Humans have been sending things into space for nearly 70 years and one thing that we have learned is that the microgravity conditions on satellites and spacecraft can have important consequences for both living and non-living systems. As a result, space agencies and satellite makers are keen on testing things in low-gravity environments before sending them into space.
To avoid the extremely high cost of launching things into space to see how they behave, researchers use a remarkably simple technique to create low-gravity environments here on Earth. Entire experiments are dropped within special towers, where they experience near-weightlessness for several seconds. While this doesn’t sound like a very long time, it’s enough to understand the effects of low gravity on things that happen very quickly – such as chemical reactions.
One of the world’s leading drop tower labs is the Fallturm in Germany – and the facility is celebrating its 10,000th drop. Complete in 1990, the slender tower offers a free-fall distance of 110 m and is part of the Center of Applied Space Technology and Microgravity (ZARM) at the University of Bremen.

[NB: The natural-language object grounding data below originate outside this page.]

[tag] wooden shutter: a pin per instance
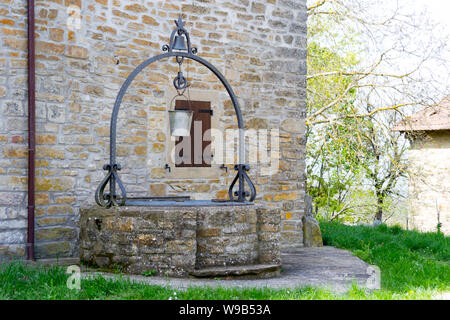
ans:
(202, 116)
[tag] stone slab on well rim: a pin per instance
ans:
(258, 271)
(325, 267)
(174, 241)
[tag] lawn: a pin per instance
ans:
(413, 266)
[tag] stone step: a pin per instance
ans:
(254, 271)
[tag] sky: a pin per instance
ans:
(439, 9)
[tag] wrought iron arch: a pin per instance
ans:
(112, 199)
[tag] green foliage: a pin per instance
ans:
(413, 266)
(409, 260)
(149, 273)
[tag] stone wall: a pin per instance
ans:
(84, 51)
(177, 240)
(429, 183)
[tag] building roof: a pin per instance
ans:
(429, 119)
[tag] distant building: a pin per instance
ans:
(429, 167)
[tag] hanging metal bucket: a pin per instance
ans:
(180, 122)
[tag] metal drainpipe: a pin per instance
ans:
(31, 130)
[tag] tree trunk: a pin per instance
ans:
(379, 214)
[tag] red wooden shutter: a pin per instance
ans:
(198, 154)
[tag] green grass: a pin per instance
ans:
(413, 266)
(408, 260)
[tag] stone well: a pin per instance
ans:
(180, 241)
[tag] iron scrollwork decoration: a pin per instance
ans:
(176, 48)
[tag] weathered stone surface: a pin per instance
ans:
(257, 271)
(178, 240)
(312, 237)
(82, 59)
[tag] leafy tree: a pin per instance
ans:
(359, 86)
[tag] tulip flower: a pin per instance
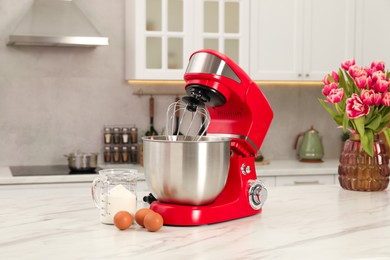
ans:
(377, 66)
(335, 95)
(361, 99)
(367, 96)
(361, 82)
(347, 64)
(327, 88)
(381, 85)
(386, 99)
(355, 107)
(377, 75)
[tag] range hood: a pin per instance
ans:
(56, 23)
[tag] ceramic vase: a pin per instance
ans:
(360, 172)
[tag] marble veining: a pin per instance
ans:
(60, 221)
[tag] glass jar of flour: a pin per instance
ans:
(115, 190)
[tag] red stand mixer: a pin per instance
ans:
(238, 110)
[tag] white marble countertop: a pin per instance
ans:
(274, 168)
(59, 221)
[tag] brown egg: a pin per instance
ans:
(123, 220)
(153, 221)
(140, 215)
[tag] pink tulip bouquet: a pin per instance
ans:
(360, 99)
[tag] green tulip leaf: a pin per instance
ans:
(375, 123)
(367, 141)
(386, 131)
(359, 123)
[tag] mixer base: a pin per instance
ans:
(182, 215)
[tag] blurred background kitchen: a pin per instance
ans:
(56, 100)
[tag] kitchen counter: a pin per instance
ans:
(274, 168)
(59, 221)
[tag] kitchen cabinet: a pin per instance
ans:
(295, 180)
(162, 34)
(300, 39)
(372, 38)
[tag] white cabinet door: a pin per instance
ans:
(328, 36)
(300, 39)
(158, 38)
(276, 39)
(162, 34)
(372, 36)
(304, 180)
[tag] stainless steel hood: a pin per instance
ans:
(56, 23)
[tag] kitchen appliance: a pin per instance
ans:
(238, 111)
(151, 130)
(56, 23)
(186, 119)
(310, 149)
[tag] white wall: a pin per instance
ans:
(55, 100)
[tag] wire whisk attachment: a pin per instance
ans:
(186, 121)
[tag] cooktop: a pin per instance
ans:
(46, 170)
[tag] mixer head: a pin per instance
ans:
(237, 107)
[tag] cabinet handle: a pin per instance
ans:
(306, 182)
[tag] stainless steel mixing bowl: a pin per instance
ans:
(186, 172)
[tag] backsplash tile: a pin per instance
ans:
(55, 100)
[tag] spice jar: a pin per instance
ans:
(133, 135)
(133, 153)
(125, 154)
(107, 154)
(107, 135)
(117, 136)
(125, 135)
(116, 154)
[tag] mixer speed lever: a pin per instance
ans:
(257, 194)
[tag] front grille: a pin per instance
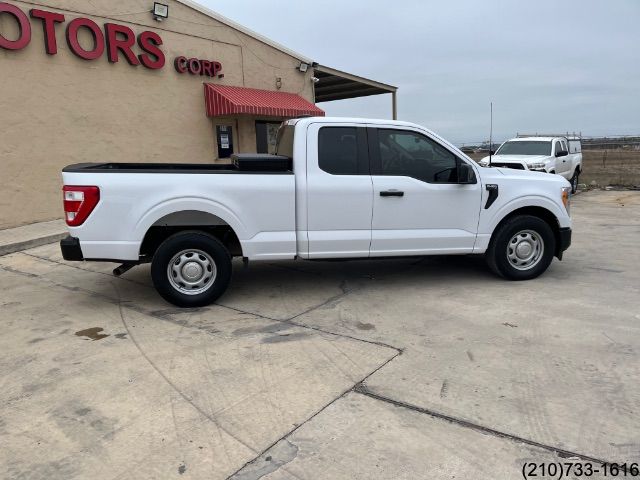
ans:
(515, 166)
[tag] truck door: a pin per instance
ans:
(339, 191)
(418, 205)
(563, 164)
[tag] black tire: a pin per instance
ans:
(530, 234)
(574, 181)
(206, 260)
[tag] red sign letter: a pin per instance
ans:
(74, 44)
(181, 64)
(150, 42)
(49, 20)
(124, 45)
(25, 28)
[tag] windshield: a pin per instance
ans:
(535, 147)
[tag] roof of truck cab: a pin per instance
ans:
(529, 139)
(370, 121)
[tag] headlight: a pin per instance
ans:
(566, 199)
(536, 166)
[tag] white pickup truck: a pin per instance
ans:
(337, 189)
(552, 154)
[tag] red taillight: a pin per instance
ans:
(79, 202)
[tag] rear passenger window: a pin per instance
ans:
(338, 151)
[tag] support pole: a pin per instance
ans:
(394, 101)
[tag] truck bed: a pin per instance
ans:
(242, 164)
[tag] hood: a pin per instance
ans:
(518, 158)
(498, 174)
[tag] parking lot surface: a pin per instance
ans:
(401, 368)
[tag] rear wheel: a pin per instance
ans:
(191, 269)
(522, 248)
(574, 181)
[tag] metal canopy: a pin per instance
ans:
(337, 85)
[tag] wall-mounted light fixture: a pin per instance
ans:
(160, 11)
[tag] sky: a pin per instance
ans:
(547, 65)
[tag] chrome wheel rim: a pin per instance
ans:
(192, 272)
(525, 250)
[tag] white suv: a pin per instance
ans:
(552, 154)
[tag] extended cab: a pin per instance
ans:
(552, 154)
(337, 189)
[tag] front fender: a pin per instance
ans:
(490, 219)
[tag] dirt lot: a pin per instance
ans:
(606, 167)
(412, 368)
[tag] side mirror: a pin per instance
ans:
(466, 175)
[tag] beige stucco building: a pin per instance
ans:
(73, 90)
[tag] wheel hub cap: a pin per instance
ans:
(525, 250)
(192, 272)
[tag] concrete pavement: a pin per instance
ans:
(411, 368)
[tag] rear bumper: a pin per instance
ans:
(71, 250)
(564, 241)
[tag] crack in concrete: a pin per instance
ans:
(362, 389)
(167, 318)
(234, 475)
(282, 453)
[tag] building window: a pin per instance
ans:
(267, 137)
(224, 135)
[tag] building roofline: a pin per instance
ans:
(356, 78)
(230, 23)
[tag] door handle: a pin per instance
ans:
(392, 193)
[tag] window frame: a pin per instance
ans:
(363, 159)
(376, 157)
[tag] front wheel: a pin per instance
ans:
(191, 269)
(522, 248)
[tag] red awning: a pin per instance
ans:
(222, 100)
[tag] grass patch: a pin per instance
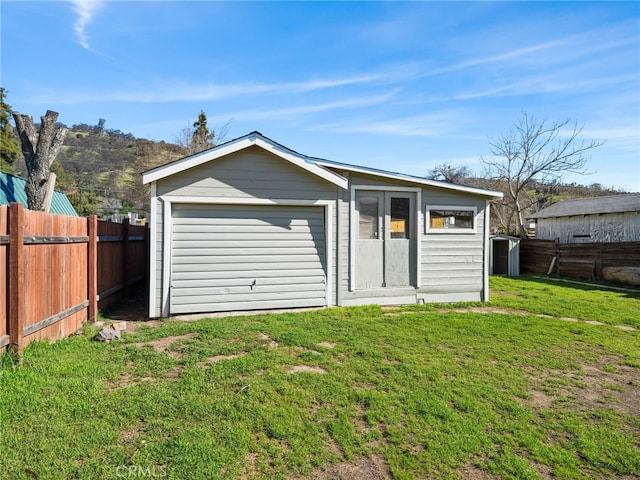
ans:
(426, 392)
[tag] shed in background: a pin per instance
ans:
(614, 218)
(12, 190)
(504, 256)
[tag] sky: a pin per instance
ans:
(399, 86)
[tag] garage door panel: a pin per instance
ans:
(220, 306)
(259, 292)
(241, 258)
(246, 281)
(254, 261)
(240, 252)
(223, 273)
(197, 243)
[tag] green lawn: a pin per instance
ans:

The milestone experiment focussed on artificial photosynthesis and was led by Katharina Brinkert of ZARM and the UK’s University of Warwick. The goal is to find a replacement for the bulky, unreliable and energy-hungry electrolysers that generate oxygen on the International Space Station (ISS). The experiment looks at how magnetism can be used to separate oxygen bubbles from water in weightlessness. “How can oxygen, hydrogen and other chemicals be produced sustainably in microgravity, and how can we benefit from this here on Earth? These are key questions to us,” explains Brinkert.
You can read more about Falturm and the drop here.
Radar disruption
Many in the auto industry believe that self-driving cars represent the future, but not all road users are convinced. While automated-driving systems are, in principle, more reliable that human drivers there are a plethora of technological and moral issues that need to be addressed. One challenge is the fact that a bad actor might seek to disrupt a self-driving car to commit a crime or an act of terrorism.
Now, a team in the US led by Duke University’s Miroslav Pajic and Tingjun Chen have created a system called MadRad, which shows exactly how such an attack could be done.
“Without knowing much about the targeted car’s radar system, we can make a fake vehicle appear out of nowhere or make an actual vehicle disappear in real-world experiments,” Pajic says.
You might be wondering why the researchers are building such a system, given that it could be used by people with bad intentions. “We’re not building these systems to hurt anyone, we’re demonstrating the existing problems with current radar systems to show that we need to fundamentally change how we design them,” Pajic explains.
The radar-spoofing system first determines a car’s radar parameters, which it does in about a quarter of a second. Then MadRad system sends out its own radar signals to fool the target’s radar.